Vu la rareté de la main-d'uvre et le facteur coût, on a établi des pépinières qui produisent des plants cultivés en conteneurs permettant une plantation rapide et facile, soit à la main soit au moyen de machines. Ces pépinières, parfois très importantes, peuvent produire de 50 à 70 millions de plants par an. Comme elles supposent des frais d'investissement assez élevés, leur capacité annuelle est rarement inférieure à 15 millions de plants. En Suède, on a pu quadrupler les résultats de la plantation manuelle en utilisant des plants en conteneurs au lieu de plants à racines nues. Le taux de plantation à l'heure a doublé, tout comme la durée de la campagne de plantation. De plus, l'alimentation des planteuses se fait plus facilement avec des plants en conteneurs qu'avec des plants à racines nues.
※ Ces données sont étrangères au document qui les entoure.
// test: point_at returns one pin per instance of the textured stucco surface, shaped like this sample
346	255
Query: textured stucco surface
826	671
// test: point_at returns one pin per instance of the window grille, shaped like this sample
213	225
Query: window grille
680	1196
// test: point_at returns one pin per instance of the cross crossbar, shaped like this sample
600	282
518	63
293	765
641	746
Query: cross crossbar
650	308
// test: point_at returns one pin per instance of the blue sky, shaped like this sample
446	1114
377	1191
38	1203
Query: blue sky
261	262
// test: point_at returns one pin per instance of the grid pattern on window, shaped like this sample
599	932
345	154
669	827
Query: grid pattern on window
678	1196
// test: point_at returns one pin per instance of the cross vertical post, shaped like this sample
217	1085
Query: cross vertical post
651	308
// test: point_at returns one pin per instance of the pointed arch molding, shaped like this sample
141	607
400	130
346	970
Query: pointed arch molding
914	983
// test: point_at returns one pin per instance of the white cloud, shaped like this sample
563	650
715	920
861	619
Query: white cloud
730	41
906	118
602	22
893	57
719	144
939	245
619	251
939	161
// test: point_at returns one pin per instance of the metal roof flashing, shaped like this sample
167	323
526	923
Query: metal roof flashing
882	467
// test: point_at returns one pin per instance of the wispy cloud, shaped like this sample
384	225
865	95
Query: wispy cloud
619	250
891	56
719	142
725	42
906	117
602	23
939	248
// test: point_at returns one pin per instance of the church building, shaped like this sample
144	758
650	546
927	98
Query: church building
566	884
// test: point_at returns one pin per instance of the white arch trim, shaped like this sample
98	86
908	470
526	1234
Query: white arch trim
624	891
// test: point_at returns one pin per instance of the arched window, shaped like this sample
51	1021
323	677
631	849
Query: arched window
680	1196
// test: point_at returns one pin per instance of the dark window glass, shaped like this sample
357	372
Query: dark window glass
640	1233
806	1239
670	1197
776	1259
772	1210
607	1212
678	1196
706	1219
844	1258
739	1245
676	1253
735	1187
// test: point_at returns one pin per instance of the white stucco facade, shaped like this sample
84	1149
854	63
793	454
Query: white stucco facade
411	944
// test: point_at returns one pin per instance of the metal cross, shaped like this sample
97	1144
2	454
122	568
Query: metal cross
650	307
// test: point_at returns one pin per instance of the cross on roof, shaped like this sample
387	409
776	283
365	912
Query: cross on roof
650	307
Il convient de souligner l'importance de conteneurs appropriés. Dans des conteneurs impropres, les plants de nombreuses essences, et notamment de pins, risquent de pâtir d'instabilité après mise en place. Comme, au début, on a employé de mauvais conteneurs, les premières plantations de pins ont souffert dans les pays nordiques. Depuis lors, on a adopté de nouveaux conteneurs qui permettent aux racines des pins plantés de mieux se développer.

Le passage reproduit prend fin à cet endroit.